A History of SD-WAN
SD-WAN FAQ
- What is SD-WAN?
Software-defined Wide Area Network (SD-WAN) devices sit in company locations and form an encrypted overlay between themselves across any underlying transport service including MPLS, LTE, and broadband Internet services.
- What are the benefits of SD-WAN?
Reduced Bandwidth Costs: MPLS bandwidth is expensive. On a “dollar per bit” basis, MPLS is significantly higher than public Internet bandwidth. Exactly how much more expensive will depend on a number of variables, not the least of which is location. However, the costs of MPLS aren’t just a result of significantly higher bandwidth charges. Provisioning an MPLS link often takes weeks or months, while a comparable SD-WAN deployment can often be completed in days. In business, time is money, and removing the WAN as a bottleneck can be a huge competitive advantage.
Reliable Network Across the Unreliable Internet: The ability to connect locations with multiple data services running in active/active configurations. Sub-second network failover allows sessions to move to new transports in the event of downtime without disrupting the application.
Secure Communications: Encrypted connectivity secures traffic in transit across any transport.

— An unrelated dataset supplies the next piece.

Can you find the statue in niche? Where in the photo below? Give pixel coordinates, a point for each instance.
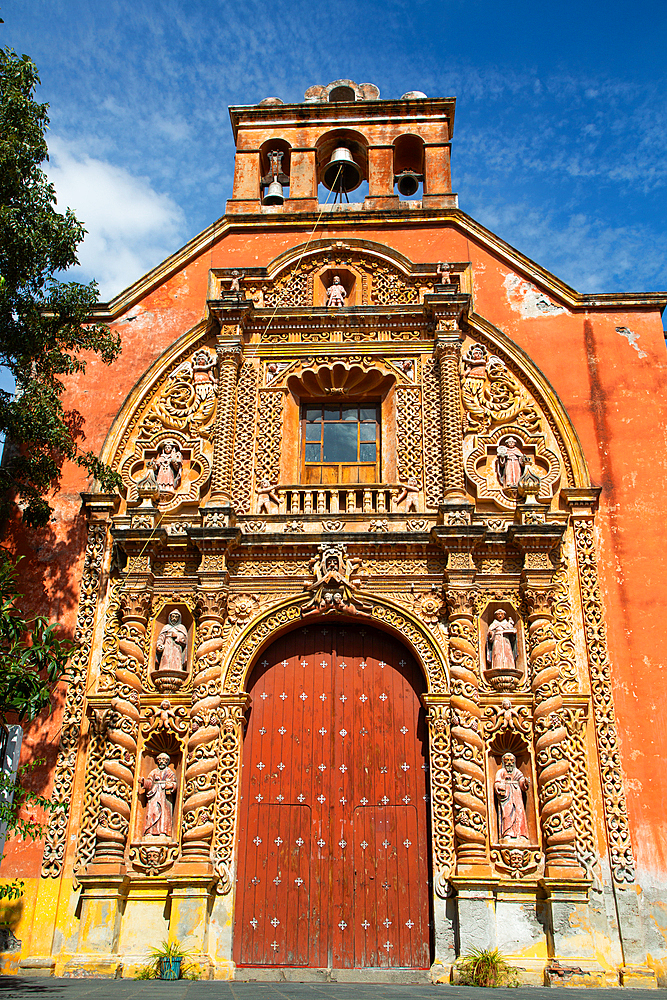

Bandwidth on Demand: The capability to immediately scale bandwidth up or down, so you can ensure that critical applications receive the bandwidth they need when they need it.
Immediate Site Activation: Bring up a new office in minutes, instead of weeks and months that it takes with MPLS. SD-WAN nodes configure themselves and can use 4G/LTE for instant deployment. - What are the key trends driving SD-WAN adoption?
Enterprises built their networks using legacy carrier services, such a managed MPLS service. These services are expensive, require weeks to months to activate sits, and require waiting for the service provider to make even the simplest of changes.
SD-WAN offers an escape from that bringing agility and cost efficiencies to IT networking. The SD-WAN connects locations with several Internet connections, aggregating them together with an encrypted overlay. Policies, application-aware routing, and dynamic link assessment in the overlay allow for the optimum use of the underlying Internet connections.
Ultimately, SD-WAN delivers the right performance and uptime characteristics by taking advantage of the inexpensive public Internet with the security and availability needed by the enterprise. - What are the limitations of SD-WAN?
Lack of a global backbone: SD-WAN appliances sit atop the underlying network infrastructure. This means the need for a performant and reliable network backbone is left unaddressed by SD-WAN appliances alone.
Lack of advanced security features: SD-WAN appliances help address many modern networking use cases, but don’t help with security requirements. As a result, enterprises often need to manage a patchwork of security and networking appliances from different vendors (Like CASBs) to meet their needs. This in turn leads to increased network cost and complexity as each appliance must be sourced, provisioned, and managed by in-house IT or an MSP.
No support for the mobile workforce: By design, SD-WAN appliances are built for site-to-site connectivity. Securely connecting mobile users is left unaddressed by SD-WAN appliances.